Светлый фон

– Порча есть, – констатировала она. – Тяжёлая порча.

– На смерть? – спросил Белкин, вмешавшись в бабкину диагностику.

– Тяжелая порча, милок, – кивала она. – И на смерть, и на жизнь. Давно в церкви-то не был?

– Давно, – солгал я. Храмы я никогда не посещал.

– Плохо. Захирел совсем. Члены твои покаяния просят, а ты держишься, как боишься воли Господа услышать?

– Чего?

– И не слышишь ничего, и не хочешь видеть. Затмился рассудок твой – тяжёлая порча. Носишь её давно и маешься, а причастился бы, так и легче станет. Поздно. Одним причастием не избавишься. Отчитать тебя надо с силой.

– Это как?

– Узнаешь, – проскрипела бабка, – а ты, мил человек, – обратилась она к Белкину, – затопи пока баню. Дрова на дворе. Спички в подвале возьми и ступай! Не мешай. Постой! Человека вашего отпустите! Пусть не ждёт.

Бабка ведала всё: и про то, что мне давно пора покаяться, и про то, что нас за околицей ждал терпеливый водитель. Белкин беспрекословно двинулся выполнять её волю, а я остался сидеть на корявом стуле в ожидании очистительного ритуала.

– Не вставай и молись, как умеешь, – твёрдо приказала знахарка и ушла.

Остался я в пустой спальне с образами, свечами и чёрной кошкой на покрывале кровати. Котяра сопела и переливалась длинными усами. Я не соображал, чем заняться, и стал просить прощения: у себя, у Лизы, друзей и Господа…

Просидел я довольно долго, пока не почуял запах гари – это топил баню Белкин. Я ни разу не держал в руках ни топора, ни полена, и баню, разумеется, не готовил. Белкин тоже делал это впервые и изрядно надымил по всему двору. Похоже, банька топилась по-чёрному, отражая дух самой тёмной избы.

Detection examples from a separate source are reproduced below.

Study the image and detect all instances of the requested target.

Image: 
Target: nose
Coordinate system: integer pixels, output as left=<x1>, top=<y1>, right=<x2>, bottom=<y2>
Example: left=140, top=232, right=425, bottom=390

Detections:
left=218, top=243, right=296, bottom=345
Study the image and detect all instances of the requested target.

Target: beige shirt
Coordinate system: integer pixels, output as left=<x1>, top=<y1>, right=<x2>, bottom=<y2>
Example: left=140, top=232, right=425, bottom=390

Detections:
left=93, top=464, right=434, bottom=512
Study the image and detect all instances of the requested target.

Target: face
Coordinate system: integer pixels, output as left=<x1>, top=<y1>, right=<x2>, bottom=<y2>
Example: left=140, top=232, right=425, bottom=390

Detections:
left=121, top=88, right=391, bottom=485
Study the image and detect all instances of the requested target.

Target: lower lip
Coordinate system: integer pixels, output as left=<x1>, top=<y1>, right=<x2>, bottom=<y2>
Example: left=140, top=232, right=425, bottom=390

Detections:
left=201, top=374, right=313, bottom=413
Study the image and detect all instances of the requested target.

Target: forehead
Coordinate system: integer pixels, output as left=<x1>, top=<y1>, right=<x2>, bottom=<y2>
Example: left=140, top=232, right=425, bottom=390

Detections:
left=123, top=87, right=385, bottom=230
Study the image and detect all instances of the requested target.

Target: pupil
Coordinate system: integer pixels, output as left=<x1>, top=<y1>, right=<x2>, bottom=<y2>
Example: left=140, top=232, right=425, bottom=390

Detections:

Полоумная старуха вернулась с круглым блюдом в руках. Поставила его поодаль на захламлённый столик, заставленный банками с разной травянистой всячиной и спичечными коробками. Принялась готовить отвар, а в блюде дымился паром кипяток, но вода плескалась тёмно-синяя, как морское дно. Столовой ложкой знахарка мешала зелье. Взяла сыпучую горсть высушенной травы со дна литровой банки и бросила в блюдо, затем использовала другую горсть из соседней банки. После посыпала всё солью из спичечного коробка. Добавила чьи-то мелкие кости и какую-то вонючую гадость, похожую на раздавленные внутренности лягушек, и взялась потихоньку перемешивать, приговаривая непонятные заклинания и заговорённые молитвы. Похожим способом, вероятно, действовала и Адель, если она действительно ведьма, в чём я уже не сомневался, но успел простить её и чувствовал к ней смиренную жалость. Ей предстояло многому научиться у знахарки.